Fang (Migration)
[2022] AATA 1097
•22 April 2022
Fang (Migration) [2022] AATA 1097 (22 April 2022)
DECISION RECORD
DIVISION:Migration & Refugee Division
APPLICANT: Mr Han Fang
REPRESENTATIVE: Mr Thomas Baena (MARN: 1572447)
CASE NUMBER: 1836221
HOME AFFAIRS REFERENCE(S): BCC2018/1125807
MEMBER:Russell Matheson
DATE:22 April 2022
PLACE OF DECISION: Sydney
DECISION:The Tribunal remits the application for a New Zealand Citizen (Family Relationship) (Temporary) (Class UP) Subclass 461 visa, for reconsideration, with the direction that the applicant meets the following criteria for a Subclass 461 visa:
· Criterion 3004 for the purposes of cl.461.213 of Schedule 2 to the Regulations.
Statement made on 22 April 2022 at 1:26pm
CATCHWORDS
MIGRATION – New Zealand Citizen (Family Relationship) (Temporary) (Class UP) visa – Subclass 461 (New Zealand Citizen Family Relationship (Temporary)) – did not hold substantive visa at time of application – factors beyond applicant’s control – believed visa would expire 5 years after date of entry, not date of grant – preparing to lodge applications but experienced technical difficulties with email and department’s systems – compelling reasons for granting visa – role in upbringing of children, who have done most of their schooling in Australia – close community ties – financial hardship – credible witness and persuasive evidence – decision under review remittedLEGISLATION
Migration Act 1958 (Cth), s 65
Migration Regulations 1994 (Cth), Schedule 2, cl 461.213, Schedule 3, criterion 3004(c), (d)STATEMENT OF DECISION AND REASONS
APPLICATION FOR REVIEW
This is an application for review of a decision made by a delegate of the Minister for Home Affairs on 6 December 2018 to refuse to grant the visa applicant a New Zealand Citizen (Family Relationship) (Temporary) (Class UP) Subclass 461 visa under s 65 of the Migration Act 1958 (Cth).
The visa applicant applied for the visa on 9 March 2018. The Delegate refused to grant the visa on the basis that the applicant did not meet the criteria in criterion 3004 (c) and (d) of cl.461.213 to the MigrationRegulations1994 (the Regulations).
The Tribunal exercised its discretion to hold the hearing by video conference.
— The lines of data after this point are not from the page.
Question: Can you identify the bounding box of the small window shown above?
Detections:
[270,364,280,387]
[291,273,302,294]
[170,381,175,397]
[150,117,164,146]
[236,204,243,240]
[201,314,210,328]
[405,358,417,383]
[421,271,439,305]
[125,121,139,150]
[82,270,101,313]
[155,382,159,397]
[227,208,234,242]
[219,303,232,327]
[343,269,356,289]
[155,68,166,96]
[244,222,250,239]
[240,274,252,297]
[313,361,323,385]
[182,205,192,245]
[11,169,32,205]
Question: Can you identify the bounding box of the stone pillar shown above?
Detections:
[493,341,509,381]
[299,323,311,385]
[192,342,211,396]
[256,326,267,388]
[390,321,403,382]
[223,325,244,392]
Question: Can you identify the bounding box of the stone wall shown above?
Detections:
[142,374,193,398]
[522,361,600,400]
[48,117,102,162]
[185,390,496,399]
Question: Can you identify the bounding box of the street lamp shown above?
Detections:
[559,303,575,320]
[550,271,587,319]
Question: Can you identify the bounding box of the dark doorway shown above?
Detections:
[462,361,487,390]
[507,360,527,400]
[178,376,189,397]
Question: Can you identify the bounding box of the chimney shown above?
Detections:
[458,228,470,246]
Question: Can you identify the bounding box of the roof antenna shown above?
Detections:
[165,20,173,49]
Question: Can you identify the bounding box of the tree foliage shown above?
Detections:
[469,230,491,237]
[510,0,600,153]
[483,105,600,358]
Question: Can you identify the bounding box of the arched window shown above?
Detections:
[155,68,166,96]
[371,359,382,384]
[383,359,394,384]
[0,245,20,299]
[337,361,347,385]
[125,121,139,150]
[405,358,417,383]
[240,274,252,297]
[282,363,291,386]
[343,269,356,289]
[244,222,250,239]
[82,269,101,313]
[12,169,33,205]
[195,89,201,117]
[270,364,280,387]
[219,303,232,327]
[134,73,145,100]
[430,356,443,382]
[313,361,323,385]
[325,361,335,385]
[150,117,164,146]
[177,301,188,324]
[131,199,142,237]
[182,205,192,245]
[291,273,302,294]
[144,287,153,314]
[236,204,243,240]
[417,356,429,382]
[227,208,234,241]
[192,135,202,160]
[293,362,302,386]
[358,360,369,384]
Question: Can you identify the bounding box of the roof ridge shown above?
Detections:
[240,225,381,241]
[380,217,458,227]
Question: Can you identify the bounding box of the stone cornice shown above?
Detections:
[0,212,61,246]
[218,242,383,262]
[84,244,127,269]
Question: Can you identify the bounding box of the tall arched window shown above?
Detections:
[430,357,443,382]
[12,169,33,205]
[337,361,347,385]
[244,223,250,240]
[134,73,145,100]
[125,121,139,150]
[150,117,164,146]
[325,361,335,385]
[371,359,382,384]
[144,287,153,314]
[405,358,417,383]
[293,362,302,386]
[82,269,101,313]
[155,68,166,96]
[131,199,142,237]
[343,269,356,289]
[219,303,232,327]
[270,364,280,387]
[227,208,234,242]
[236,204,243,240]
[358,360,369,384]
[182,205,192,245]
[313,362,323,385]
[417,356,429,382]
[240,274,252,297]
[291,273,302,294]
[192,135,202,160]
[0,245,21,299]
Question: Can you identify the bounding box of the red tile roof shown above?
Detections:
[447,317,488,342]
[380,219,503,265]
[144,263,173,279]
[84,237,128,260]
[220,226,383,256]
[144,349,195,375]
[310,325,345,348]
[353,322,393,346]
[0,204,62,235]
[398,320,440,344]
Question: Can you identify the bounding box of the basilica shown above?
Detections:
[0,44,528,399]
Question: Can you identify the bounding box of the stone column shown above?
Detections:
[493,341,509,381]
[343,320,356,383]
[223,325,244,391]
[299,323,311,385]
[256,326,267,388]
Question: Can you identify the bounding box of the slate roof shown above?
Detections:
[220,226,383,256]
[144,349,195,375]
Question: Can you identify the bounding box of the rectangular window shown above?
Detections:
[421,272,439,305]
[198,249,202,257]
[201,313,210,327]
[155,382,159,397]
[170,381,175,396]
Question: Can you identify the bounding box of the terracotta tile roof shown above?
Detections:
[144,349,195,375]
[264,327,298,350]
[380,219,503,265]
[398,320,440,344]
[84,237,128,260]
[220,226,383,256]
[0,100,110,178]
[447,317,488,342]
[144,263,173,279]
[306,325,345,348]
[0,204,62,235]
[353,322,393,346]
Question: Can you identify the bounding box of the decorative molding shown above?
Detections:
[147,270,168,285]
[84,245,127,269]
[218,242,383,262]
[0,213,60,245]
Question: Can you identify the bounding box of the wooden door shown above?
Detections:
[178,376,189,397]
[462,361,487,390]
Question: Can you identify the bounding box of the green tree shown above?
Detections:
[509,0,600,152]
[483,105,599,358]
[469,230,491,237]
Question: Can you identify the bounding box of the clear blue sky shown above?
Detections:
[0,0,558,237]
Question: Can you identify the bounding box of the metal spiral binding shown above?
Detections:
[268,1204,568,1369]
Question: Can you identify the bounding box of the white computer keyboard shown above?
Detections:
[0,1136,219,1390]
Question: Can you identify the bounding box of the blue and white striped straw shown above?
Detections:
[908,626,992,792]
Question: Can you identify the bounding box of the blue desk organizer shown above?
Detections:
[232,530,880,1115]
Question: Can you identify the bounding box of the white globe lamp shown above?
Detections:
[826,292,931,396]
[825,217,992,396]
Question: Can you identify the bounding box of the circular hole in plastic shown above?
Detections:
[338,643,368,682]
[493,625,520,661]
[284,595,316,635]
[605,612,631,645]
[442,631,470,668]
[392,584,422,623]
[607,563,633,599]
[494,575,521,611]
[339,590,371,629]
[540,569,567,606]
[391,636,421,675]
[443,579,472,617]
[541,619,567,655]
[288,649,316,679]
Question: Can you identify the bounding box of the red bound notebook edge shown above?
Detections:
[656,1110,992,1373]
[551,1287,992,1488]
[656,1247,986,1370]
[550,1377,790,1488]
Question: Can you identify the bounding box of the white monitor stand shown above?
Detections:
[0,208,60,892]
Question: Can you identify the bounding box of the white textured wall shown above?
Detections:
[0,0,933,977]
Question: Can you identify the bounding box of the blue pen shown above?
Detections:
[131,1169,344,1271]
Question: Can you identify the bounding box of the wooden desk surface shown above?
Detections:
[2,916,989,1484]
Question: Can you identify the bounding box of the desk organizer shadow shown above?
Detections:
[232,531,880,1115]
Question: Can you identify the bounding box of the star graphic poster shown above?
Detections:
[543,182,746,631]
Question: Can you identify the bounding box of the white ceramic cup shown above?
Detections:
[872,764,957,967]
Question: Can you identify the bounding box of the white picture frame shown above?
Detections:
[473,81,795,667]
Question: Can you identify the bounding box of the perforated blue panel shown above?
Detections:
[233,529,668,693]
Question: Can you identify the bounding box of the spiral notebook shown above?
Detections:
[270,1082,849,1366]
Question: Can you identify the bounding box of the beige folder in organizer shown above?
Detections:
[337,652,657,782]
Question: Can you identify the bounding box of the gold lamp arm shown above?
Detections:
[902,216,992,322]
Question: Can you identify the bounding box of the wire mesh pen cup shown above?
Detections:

The hearing was held during the COVID-19 pandemic. As discussed with the applicant at hearing, the Tribunal determined it was reasonable to hold the hearing by video, having regard to the nature of this matter and the individual circumstances of the applicant. The Tribunal also had regard to the Tribunal’s objective of providing a mechanism of review that is fair, just, economical and quick, and the delay to the matter if the hearing was not to be conducted by video.
The applicant appeared before the Tribunal on 21 April 2022 to give evidence and present arguments. The Tribunal also received oral evidence from the applicant’s wife. The Tribunal hearing was conducted with the assistance of an interpreter in the Mandarin and English languages.
The applicant was represented in relation to the review.
For the following reasons, the Tribunal has concluded that the matter should be remitted for reconsideration.
Background
On 15 June 2013 the applicant arrived in Australia as the holder of a New Zealand Citizen Family Relationship (Temporary) Visa (UP) (Subclass 461) visa that was valid 21 February 2018.
On 9 March 2018 he lodged an application for a New Zealand Citizen Family Relationship (Temporary) visa in Australia on the basis of being the member of the family unit of his wife.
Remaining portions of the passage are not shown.